Suite à des écrits envoyés aux uns et aux autres et à des échos très outrageux qui sont arrivés à mes oreilles et à mes yeux "sensibles"...Je vais vous raconter une petite histoire vraie, pas très ancienne, mais qui vaut le coup d'être racontée. Elle pourra intéressée vos ami-e-s, épouses, époux, enfants (filles ou garçons), parent-e-s, grands-parents (vos grands-mères seront sans doute toute ouïe !) ...Et c'est aussi pour que tout le monde se souvienne bien...

La Véritable Histoire du groupe « violences faites aux femmes »


Un jour de printemps 2013 à Lille, une fille du Syndicat des Femmes Chirurgiens-Dentistes (Marie, Sylvie, Evelyne...?), je ne sais plus très bien laquelle, mais peu importe... nous a fait rencontrer une très belle personne qui s'appelle Ernestine. Ernestine Ronai qui n'est autre que la "Coordinatrice nationale « violences faites aux femmes » de la Mission interministérielle pour la protection des femmes victimes de violences et la lutte contre la traite des êtres humains (MIPROF).

De gauche à Droite :

  Evelyne Peyrouty

  Annie Garcia

  Ernestine Ronai

  Sylvie Ratier

  Nathalie Ferrand

 

Ernestine nous a présenté son travail, sa mission et son projet. Le but de sa visite était sans doute de faire connaissance avec ce groupe de femmes "chirurgiennes-dentistes" (comme elle aime nous nommer), mais surtout de nous impliquer dans la mission d'information et de formation des chirurgiens-dentistes (comme le veut la loi du 4 août 2014 : obligation de formation initiale et continue de tous les professionnel-le-s en contact avec des femmes victimes de violences).

Bien sur, le SFCD n'a pas été difficile à convaincre puisque depuis 80 années, des femmes de notre chère profession s'investissent pour défendre, soutenir, fédérer et informer les femmes Chirurgiennes-Dentistes... Mais veillent aussi à ce que le-la patient-e soit au cœur de nos préoccupations. Donc c'était une évidence pour le SFCD de s'impliquer à 100% dans cette mission.

Après réflexion, nous nous sommes rendues compte que la tâche n'était pas simple. Cela ne nous a pas arrêté. Le SFCD est composé de filles formidables, intelligentes, combatives, courageuses, travailleuses, dévouées, honnêtes... et qui prennent à cœur leur mission de professionnelles de santé pour soigner au mieux chaque patient.

Organiser une telle diffusion d'informations était tout à fait naturelle pour nous mais c'est aussi un travail de titan qui va nous demander beaucoup d'investissements. Et là encore rien ne nous arrête. Donc dès les semaines suivantes nous diffusons l'information sur notre site  et dans les revues (comme celle du printemps 2014 avec un très bel article d'Ernestine sur le sujet).

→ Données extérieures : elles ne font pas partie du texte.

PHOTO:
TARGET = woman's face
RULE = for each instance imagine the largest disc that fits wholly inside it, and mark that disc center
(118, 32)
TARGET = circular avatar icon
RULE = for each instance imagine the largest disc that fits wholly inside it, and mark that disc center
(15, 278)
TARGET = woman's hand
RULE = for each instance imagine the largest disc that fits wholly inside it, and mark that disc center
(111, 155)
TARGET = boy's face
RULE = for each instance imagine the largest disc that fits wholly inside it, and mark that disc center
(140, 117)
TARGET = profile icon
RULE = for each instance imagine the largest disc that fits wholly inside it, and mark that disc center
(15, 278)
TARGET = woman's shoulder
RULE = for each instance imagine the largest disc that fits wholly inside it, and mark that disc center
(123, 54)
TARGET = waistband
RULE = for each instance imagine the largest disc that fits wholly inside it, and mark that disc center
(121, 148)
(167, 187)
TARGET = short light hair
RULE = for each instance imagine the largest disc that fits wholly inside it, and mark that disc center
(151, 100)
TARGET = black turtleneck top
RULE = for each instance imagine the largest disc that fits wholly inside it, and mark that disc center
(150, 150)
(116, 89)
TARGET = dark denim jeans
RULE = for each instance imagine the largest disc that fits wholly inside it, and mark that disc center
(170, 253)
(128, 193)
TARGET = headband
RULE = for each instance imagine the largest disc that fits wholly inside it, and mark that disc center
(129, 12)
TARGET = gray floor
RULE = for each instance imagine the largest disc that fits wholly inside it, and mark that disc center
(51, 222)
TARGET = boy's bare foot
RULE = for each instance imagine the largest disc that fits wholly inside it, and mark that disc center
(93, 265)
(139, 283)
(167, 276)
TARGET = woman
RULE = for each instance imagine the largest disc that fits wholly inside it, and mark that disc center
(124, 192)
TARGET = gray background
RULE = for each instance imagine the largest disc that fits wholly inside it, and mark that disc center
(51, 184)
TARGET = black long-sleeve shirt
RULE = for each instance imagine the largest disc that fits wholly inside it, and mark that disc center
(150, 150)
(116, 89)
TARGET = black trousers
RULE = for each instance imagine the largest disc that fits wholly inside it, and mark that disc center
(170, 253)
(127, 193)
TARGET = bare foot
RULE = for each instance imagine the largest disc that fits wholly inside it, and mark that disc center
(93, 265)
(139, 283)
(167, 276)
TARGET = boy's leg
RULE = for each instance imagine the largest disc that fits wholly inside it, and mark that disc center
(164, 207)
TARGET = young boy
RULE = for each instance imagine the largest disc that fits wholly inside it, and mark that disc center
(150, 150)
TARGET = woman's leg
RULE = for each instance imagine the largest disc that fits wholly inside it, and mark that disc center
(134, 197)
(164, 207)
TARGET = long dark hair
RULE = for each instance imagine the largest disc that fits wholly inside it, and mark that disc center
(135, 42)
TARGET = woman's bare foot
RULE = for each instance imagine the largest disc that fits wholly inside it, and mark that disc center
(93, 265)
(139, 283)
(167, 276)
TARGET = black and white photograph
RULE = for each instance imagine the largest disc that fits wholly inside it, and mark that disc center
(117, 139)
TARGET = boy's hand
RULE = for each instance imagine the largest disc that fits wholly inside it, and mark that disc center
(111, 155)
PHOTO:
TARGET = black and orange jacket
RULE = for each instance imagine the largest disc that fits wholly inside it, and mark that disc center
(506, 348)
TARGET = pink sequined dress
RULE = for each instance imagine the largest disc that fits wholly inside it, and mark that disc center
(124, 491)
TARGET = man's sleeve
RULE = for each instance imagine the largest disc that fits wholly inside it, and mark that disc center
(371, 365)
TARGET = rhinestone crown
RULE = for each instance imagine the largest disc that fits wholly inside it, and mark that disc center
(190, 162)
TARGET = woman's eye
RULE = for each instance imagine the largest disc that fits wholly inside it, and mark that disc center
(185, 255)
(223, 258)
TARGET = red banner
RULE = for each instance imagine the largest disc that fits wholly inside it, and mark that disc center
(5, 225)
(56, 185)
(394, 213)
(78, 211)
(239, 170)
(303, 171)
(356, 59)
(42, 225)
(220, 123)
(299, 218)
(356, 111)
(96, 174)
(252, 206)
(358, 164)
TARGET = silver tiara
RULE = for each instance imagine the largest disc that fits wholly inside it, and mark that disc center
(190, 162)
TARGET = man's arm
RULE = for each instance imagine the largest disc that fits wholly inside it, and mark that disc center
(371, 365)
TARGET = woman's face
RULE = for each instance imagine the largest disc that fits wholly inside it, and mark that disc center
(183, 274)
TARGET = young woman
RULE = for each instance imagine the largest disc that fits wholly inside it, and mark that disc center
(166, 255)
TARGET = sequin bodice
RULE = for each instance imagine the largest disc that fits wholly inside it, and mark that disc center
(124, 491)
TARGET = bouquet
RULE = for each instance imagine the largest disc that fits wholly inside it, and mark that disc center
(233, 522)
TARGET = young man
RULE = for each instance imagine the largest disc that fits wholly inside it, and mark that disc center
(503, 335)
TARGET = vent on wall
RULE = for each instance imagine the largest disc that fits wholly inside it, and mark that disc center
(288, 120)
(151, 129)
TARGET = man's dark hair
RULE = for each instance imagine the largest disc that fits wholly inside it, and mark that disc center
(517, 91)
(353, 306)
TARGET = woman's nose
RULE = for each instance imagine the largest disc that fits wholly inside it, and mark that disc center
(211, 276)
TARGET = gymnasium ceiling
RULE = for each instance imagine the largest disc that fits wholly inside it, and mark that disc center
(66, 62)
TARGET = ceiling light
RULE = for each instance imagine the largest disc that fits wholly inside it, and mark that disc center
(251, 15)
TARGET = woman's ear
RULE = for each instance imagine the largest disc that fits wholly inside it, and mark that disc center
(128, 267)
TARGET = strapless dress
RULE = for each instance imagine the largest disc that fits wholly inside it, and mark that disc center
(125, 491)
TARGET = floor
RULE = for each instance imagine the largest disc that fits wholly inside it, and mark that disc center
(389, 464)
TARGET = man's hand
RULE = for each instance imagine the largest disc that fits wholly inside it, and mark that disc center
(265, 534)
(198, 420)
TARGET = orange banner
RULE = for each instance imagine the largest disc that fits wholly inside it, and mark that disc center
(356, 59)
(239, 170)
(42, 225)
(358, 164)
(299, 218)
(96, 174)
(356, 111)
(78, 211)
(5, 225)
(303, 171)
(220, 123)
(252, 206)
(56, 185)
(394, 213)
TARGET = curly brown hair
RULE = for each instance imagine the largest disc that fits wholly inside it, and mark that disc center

En 2014 nous diffusions un questionnaire pour la profession qui nous permettra d'avoir quelques chiffres sur l'intérêt que portent les chirurgiens-dentistes à cette affaire. Et surprise : les CD se sentent concernés... mais ne sont pas assez formés !!!

Organiser la formation des professionnel-le-s en odontologie et médecine bucco-dentaire demande beaucoup plus de travail et de participation de nos consœurs et confrères. Donc, le SFCD a été missionné par la MIPROF pour constituer un groupe de travail avec les représentants de notre profession….

Et là ça se complique un peu...

Les demandes et envois de courriers et courriels aux différents organismes professionnels et aux instances de la profession pour constituer ce groupe ont été nombreux... Mais les réponses ont été très peu nombreuses. Soit, le groupe a été constitué avec les quelques responsables en plus de celles du SFCD : AFIO, UD anciennement UJCD, CNSD, et UFAD.

Quelques réunions et discussions ont suivi, mais il manquait une instance importante à ce groupe pour rendre ce travail "officiel" aux yeux des ministères concernés : le CNOCD (Conseil National de l'Ordre des Chirurgiens-Dentistes) qui se devait de siéger à ce groupe de travail.

Donc nous voilà tous partis à la conquête du CNO lors du congrès de l'ADF 2015 pour les convaincre de participer à ce groupe de travail. Nous avons même provoqué une rencontre de certains représentants du CNO avec Ernestine Ronai et Annie Garcia, lors de notre cocktail d'anniversaire des 80 ans du SFCD !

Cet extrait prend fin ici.